Friday, October 26, 2007

Trillion-Dollar Baby


You can't say Charlie Rangel lacks for ambition. The House Ways and Means Chairman has been saying he wants to pass "the mother of all tax reforms," and even that doesn't do justice to the trillion-dollar tax baby he delivered unto Washington yesterday.

No one thinks his plan has a chance of becoming law this year, but its beauty is as a signal of Democratic intentions for 2009. In proposing what would be the largest tax increase in history, Mr. Rangel is showing the world what he wants the tax code to look like if Democrats run the entire government. None of the Presidential candidates will admit this before November 2008, but give Mr. Rangel credit for having the courage of Hillary Clinton's convictions.

The New Yorker is wily enough to realize he has to wrap this homely child in the ribbon of "tax reform," and yesterday he even invoked the memory of Ronald Reagan's 1986 reform success. If only the Gipper were still here to have fun with that one. Readers of a certain age might recall that the 1986 reform traded lower tax rates (a top rate of 28%) for fewer loopholes and deductions. Mr. Rangel's idea of reform is to raise tax rates in order to offer more deductions.

With one very revealing exception. Mr. Rangel does propose to cut the corporate tax rate, of all things, to 30.5% from 35% today. He'd "pay" for this by reducing business credits and deductions. This is revealing because it is a tacit admission that tax rates really do matter to investment choices.

Mr. Rangel has apparently been listening to the numerous American CEOs and economists who've been saying that the high U.S. corporate tax rate has been driving ever more of their business and capital offshore. Corporate tax rates have been falling even in Europe, and the U.S. now finds itself with nearly the highest rate in the developed world. So at least regarding corporate taxes, Mr. Rangel is an honorary supply-sider.

Yet when it comes to individuals, Mr. Rangel seems to think that he can raise rates and no one will behave differently. Thus he proposes to raise taxes on business and the upper-middle class in order to reduce the Alternative Minimum Tax (AMT) that Democrats created to soak the rich but is now threatening to skewer the middle class. For next year Mr. Rangel would "patch" the AMT problem at a cost of roughly $50 billion by sticking it to Wall Street private equity firms in real estate trusts, oil and gas, and buy-out firms. We wonder if he's checked this out with Chuck Schumer, the New York Senator who has been vacuuming campaign contributions by saying he'll protect these firms from this kind of increase. They're going to want their money back.
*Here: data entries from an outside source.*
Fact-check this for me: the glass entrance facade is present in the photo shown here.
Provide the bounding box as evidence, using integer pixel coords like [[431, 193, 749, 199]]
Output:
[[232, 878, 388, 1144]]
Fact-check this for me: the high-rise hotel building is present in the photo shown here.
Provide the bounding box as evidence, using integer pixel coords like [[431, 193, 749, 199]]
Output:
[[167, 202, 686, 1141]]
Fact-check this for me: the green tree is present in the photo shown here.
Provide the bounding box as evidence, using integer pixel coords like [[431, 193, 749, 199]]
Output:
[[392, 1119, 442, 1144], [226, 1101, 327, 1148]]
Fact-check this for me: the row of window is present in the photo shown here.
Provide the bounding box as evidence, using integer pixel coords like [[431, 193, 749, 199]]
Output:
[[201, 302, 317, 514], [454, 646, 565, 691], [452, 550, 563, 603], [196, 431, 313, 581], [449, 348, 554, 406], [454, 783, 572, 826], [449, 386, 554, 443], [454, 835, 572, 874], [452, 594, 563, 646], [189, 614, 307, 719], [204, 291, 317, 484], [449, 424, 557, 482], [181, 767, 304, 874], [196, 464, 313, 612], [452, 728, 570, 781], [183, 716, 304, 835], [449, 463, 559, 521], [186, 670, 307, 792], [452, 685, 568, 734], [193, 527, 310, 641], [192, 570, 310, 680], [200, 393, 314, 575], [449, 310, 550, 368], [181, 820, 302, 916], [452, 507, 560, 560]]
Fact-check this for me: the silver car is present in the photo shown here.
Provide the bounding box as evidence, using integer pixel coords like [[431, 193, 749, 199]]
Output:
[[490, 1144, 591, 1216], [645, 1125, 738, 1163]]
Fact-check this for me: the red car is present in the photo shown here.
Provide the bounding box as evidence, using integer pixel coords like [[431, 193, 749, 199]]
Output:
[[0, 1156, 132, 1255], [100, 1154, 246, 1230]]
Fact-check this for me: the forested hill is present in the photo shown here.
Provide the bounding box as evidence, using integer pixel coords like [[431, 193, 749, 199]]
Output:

But where Mr. Rangel really gets busy is with his plan for a long-term "revenue neutral" AMT fix. He wants to abolish the AMT permanently and greatly expand "refundable tax credits" for low income families, while adding a 4% income tax surcharge on anyone who makes more than $200,000 a year, or 4.6% if you make $500,000 ($250,000 for singles). Mr. Rangel also wants to raise the capital gains tax rate to 19.6% from 15% today, and raise taxes on dividends, business partnerships, and companies with foreign subsidiaries. Add it all up and you get new taxes of $1 trillion or more.

All of this is done in the name of tax "fairness," but it's hard to see how this would make the U.S. code more equitable. Millions of those who'd receive the tax credits already pay no income tax, so they would merely be getting another government subsidy. The group that gets slammed hardest is the entrepreneurial class. Tax Foundation data show that three of four taxpayers in the highest income tax bracket are small business owners or farmers. If Mr. Rangel's plan ever becomes law, look for millions of Americans and small-businesses to "incorporate" themselves so they can pay the lower corporate rate. Previous tax reforms have tried to keep the corporate and top income tax rates equal precisely to avoid this kind of tax gaming.

We sympathize a little with Mr. Rangel, whose bad luck has been to take over his tax chair just when the AMT is becoming the tax that ate the middle-class in the high-tax "blue" states of New York, California and New Jersey. Democrats are desperate to avoid blame for this, even as they've boxed themselves in with their "paygo" promise to offset every tax cut with a tax increase or entitlement spending cut.

Amid slow growth and a housing recession, this couldn't be a worse time to raise taxes on capital gains, dividends and small business. Democrats would be smarter to drop the tax increases and "paygo," and simply patch the AMT for another year. And if Mr. Rangel really wants to reform the tax code in 2009, he's going to have read up on what the Gipper accomplished. All he's proposed so far is a trillion-dollar bomb.